愛育同居~エリート社長は年下妻を独占欲で染め上げたい~
それでノートパソコンの電源を落とし、机上を整理して帰り支度を始めたら、本橋さんに「ねぇ」と声をかけられた。

「はい」と答えて左隣を見れば、なぜか真顔でじっと見つめられて、私は戸惑う。

すぐにいつもの親切そうな笑みを取り戻した本橋さんが、「急いでる?」と私に聞いた。


今日は二十時頃の帰宅予定だというメールが、少し前に桐島さんから届いた。

私が会社勤めをするようになって以降、彼は必ず帰宅時間を知らせてくれる。

それは、私が夕食の支度に焦らないように、という配慮だろう。


「いえ、時間はあります。なにかお手伝いできることがありますか?」と答えて、本橋さんに笑顔を向けた。


残業代なんていらない。

未熟な私が役立てるなら嬉しいという気持ちでいるのだが、仕事を与えられるわけではなかった。

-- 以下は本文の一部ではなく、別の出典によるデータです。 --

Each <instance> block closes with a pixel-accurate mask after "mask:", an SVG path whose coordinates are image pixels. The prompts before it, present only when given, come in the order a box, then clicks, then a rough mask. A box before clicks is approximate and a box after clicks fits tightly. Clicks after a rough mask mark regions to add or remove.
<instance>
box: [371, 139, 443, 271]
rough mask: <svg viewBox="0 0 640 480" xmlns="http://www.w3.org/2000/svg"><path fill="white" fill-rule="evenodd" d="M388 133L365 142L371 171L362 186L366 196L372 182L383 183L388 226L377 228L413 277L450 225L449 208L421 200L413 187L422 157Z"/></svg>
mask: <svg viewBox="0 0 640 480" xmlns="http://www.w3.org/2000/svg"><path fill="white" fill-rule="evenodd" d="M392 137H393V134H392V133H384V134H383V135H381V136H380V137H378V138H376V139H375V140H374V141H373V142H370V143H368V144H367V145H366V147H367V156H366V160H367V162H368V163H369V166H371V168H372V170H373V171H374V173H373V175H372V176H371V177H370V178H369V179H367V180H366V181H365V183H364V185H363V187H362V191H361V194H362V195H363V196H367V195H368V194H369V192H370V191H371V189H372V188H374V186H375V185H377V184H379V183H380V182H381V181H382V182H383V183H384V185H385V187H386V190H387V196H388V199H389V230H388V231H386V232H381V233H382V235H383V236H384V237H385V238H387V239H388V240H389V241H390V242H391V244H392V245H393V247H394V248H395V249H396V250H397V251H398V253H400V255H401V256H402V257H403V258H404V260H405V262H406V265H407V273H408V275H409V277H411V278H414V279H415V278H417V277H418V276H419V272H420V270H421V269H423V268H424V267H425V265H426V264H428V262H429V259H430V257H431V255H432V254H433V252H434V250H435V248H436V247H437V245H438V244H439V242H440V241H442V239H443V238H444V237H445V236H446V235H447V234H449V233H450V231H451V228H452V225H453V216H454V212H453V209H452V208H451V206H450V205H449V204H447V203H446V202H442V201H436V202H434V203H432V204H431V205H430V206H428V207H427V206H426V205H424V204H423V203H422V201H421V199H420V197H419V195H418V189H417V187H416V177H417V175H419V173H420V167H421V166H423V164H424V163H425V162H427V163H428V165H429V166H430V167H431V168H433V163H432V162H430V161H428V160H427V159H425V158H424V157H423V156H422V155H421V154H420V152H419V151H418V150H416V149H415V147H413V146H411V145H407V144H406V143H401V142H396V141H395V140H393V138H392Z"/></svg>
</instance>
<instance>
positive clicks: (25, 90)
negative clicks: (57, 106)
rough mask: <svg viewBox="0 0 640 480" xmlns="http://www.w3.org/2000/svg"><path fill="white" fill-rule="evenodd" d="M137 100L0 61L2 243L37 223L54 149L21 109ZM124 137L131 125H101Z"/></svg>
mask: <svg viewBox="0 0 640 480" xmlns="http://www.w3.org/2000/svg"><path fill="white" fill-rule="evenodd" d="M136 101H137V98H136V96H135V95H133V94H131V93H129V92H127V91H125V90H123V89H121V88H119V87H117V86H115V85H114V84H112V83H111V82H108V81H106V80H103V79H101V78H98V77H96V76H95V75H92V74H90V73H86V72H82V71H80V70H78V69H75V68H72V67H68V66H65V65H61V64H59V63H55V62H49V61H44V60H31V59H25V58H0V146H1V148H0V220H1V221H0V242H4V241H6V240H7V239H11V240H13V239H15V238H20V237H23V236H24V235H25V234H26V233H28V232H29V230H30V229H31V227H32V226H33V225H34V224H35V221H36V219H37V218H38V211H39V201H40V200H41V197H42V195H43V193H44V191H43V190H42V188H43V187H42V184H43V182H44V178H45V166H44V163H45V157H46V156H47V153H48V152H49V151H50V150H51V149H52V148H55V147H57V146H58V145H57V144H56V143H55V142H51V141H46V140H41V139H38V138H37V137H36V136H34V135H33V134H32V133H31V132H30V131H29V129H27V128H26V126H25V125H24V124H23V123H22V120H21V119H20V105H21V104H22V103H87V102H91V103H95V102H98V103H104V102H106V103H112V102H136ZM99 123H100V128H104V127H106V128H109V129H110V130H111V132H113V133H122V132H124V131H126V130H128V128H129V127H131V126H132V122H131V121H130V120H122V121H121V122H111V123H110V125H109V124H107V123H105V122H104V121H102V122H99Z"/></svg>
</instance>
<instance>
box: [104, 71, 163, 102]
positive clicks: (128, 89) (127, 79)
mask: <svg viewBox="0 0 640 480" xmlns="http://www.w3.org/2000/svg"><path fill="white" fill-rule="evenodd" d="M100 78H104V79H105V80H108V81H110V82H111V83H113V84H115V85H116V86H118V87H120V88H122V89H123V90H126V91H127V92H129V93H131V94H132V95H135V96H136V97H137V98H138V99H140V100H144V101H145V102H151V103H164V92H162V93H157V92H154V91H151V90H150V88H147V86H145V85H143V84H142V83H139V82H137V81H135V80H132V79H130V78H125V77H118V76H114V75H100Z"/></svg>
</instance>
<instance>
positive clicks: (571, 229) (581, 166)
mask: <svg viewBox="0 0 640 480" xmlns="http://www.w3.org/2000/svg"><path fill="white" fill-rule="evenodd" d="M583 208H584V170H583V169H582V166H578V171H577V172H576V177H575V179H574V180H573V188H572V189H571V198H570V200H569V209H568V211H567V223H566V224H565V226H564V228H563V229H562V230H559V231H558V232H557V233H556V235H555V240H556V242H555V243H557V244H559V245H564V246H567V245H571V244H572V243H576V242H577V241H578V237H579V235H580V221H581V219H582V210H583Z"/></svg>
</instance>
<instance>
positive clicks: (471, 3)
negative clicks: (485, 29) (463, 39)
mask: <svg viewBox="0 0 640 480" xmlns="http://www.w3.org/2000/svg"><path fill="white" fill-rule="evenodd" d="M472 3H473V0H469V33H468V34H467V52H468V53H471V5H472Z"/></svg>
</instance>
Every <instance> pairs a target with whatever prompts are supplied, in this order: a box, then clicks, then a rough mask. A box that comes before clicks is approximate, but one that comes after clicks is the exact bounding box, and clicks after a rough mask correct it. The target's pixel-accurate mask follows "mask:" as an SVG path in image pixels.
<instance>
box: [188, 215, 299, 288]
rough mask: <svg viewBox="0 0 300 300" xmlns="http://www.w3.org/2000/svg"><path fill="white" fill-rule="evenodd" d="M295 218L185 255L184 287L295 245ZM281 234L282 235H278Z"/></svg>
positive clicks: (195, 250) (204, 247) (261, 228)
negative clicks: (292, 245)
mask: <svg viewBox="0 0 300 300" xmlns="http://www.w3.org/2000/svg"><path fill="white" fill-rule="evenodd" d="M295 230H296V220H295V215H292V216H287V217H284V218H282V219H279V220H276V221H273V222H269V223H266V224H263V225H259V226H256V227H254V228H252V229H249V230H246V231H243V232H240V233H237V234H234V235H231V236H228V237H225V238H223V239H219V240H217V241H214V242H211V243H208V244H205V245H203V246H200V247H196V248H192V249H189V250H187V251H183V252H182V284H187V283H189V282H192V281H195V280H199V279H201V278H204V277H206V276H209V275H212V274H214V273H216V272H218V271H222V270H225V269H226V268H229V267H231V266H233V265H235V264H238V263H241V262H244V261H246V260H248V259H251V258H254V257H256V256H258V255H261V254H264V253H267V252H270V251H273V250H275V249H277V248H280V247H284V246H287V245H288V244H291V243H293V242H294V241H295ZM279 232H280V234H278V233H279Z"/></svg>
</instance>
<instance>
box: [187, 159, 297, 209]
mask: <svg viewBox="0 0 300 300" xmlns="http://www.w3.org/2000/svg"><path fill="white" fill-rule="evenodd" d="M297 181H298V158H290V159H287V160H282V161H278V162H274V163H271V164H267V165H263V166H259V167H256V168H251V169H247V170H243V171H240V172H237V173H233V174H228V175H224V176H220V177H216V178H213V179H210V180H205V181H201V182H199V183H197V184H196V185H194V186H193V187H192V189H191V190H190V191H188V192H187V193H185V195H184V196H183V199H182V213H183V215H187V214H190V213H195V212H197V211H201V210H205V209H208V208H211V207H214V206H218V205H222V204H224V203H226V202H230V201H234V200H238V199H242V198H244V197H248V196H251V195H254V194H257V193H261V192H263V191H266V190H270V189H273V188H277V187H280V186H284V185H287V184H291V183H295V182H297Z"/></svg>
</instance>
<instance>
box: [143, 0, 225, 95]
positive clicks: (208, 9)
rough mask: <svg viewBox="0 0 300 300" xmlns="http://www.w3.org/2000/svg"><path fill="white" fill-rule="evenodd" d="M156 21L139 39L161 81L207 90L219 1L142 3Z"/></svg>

「そこの休憩所で、コーヒーを一杯、付き合って」と本橋さんに誘われたのだ。


私の力を必要とされてはいなかったけど、その誘いも嬉しい。

仕事終わりのコーヒータイムと、先輩社員とのお喋り。

それは下宿屋の仕事でも、コンビニのアルバイトでも経験しなかったことで、憧れのOL生活のひとコマが実現するような心持ちでいた。